The life cycle of star cluster in a tidal field

TL;DR

This paper combines analytical models to describe the evolution of globular clusters in tidal fields, revealing two main phases and matching observed properties of Milky Way clusters.

Contribution

It introduces combined models of cluster evolution that account for expansion and evaporation phases, providing a framework to interpret observed cluster properties.

Findings

Approximately one-third of Milky Way globular clusters are in the evaporation-dominated phase.

Cluster density scales with galactocentric distance as rho_h ~ 1/R^2 in the evaporation phase.

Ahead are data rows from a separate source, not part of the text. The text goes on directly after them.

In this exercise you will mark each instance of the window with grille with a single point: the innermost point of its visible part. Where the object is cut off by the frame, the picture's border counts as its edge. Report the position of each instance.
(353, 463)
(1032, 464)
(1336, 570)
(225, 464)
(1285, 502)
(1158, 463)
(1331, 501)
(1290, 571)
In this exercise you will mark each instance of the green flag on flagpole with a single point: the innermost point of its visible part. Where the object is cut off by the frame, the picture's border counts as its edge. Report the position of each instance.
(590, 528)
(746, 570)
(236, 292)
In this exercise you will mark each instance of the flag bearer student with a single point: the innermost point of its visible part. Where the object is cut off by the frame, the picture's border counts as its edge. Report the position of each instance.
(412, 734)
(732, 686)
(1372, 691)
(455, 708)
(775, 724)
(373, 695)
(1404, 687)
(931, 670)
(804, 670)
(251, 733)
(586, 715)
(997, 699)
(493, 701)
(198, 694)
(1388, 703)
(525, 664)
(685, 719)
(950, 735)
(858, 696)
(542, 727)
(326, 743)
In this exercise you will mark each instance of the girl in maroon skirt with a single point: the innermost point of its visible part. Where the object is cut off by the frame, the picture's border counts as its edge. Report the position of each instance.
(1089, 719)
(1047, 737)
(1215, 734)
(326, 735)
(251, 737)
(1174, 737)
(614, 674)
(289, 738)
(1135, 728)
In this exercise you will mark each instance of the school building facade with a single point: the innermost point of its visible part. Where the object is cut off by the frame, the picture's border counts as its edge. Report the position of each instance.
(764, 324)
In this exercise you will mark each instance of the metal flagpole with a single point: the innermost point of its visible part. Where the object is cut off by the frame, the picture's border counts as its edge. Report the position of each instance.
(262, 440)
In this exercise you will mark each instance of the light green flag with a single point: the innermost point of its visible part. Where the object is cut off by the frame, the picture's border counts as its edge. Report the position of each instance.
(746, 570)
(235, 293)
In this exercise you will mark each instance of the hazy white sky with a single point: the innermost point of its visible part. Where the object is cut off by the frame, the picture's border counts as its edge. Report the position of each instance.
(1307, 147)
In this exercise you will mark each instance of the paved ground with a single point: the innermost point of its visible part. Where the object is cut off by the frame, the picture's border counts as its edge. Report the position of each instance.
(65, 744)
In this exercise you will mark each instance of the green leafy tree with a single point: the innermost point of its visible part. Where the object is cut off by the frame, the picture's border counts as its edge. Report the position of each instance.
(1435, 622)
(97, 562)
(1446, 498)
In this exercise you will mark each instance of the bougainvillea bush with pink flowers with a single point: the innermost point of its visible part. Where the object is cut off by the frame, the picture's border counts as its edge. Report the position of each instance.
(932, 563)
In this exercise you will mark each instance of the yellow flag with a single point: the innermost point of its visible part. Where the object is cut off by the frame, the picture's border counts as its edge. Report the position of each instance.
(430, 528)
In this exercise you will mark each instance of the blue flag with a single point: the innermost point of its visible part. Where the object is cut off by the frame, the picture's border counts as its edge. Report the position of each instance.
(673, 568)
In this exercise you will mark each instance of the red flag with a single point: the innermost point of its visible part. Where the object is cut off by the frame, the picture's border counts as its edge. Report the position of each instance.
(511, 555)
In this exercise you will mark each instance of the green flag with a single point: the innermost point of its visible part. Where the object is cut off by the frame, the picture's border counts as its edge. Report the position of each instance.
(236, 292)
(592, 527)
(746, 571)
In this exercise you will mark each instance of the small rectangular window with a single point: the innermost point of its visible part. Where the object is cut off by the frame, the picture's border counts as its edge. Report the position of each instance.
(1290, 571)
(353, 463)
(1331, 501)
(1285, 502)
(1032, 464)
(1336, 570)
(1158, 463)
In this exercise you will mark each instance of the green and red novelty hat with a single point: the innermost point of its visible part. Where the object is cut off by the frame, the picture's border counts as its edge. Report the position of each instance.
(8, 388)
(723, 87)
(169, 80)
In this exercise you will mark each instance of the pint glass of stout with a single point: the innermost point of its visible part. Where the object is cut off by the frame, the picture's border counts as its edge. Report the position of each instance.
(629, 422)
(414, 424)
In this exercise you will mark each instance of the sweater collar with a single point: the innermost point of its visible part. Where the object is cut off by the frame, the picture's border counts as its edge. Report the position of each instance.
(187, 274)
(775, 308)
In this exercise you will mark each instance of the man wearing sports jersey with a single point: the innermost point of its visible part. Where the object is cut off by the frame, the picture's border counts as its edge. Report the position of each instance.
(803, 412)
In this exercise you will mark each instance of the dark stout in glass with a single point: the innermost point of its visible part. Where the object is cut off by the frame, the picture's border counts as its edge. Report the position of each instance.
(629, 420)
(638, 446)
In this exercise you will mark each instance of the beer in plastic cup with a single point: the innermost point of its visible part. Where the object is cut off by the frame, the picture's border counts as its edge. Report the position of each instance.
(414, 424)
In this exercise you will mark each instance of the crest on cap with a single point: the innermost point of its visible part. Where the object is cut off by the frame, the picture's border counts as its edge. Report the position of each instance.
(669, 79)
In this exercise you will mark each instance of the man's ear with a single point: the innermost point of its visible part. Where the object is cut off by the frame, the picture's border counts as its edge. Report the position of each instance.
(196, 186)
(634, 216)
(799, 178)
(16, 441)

Most clusters follow a density-mass relation rho_h ~ M^2, indicating a constant relaxation time-scale.

Abstract

The evolution of globular clusters due to 2-body relaxation results in an outward flow of energy and at some stage all clusters need a central energy source to sustain their evolution. Henon provided the insight that we do not need to know the details of the energy production in order to understand the relaxation-driven evolution of the cluster, at least outside the core. He provided two self-similar solutions for the evolution of clusters based on the view that the cluster as a whole determines the amount of energy that is produced in the core: steady expansion for isolated clusters, and homologous contraction for clusters evaporating in a tidal field. We combine these models: the half-mass radius increases during the first half of the evolution, and decreases in the second half; while the escape rate approaches a constant value set by the tidal field. We refer to these phases as `expansion dominated' and `evaporation dominated'. These simple analytical solutions immediately allow us to construct evolutionary tracks and isochrones in terms of cluster half-mass density, cluster mass and galacto-centric radius. From a comparison to the Milky Way globular clusters we find that roughly 1/3 of them are in the second, evaporation-dominated phase and for these clusters the density inside the half-mass radius varies with the galactocentric distance R as rho_h ~ 1/R^2. The remaining 2/3 are still in the first, expansion-dominated phase and their isochrones follow the environment-independent scaling rho_h ~ M^2; that is, a constant relaxation time-scale. We find substantial agreement between Milky Way globular cluster parameters and the isochrones, which suggests that there is, as Henon suggested, a balance between the flow of energy and the central energy production for almost all globular clusters.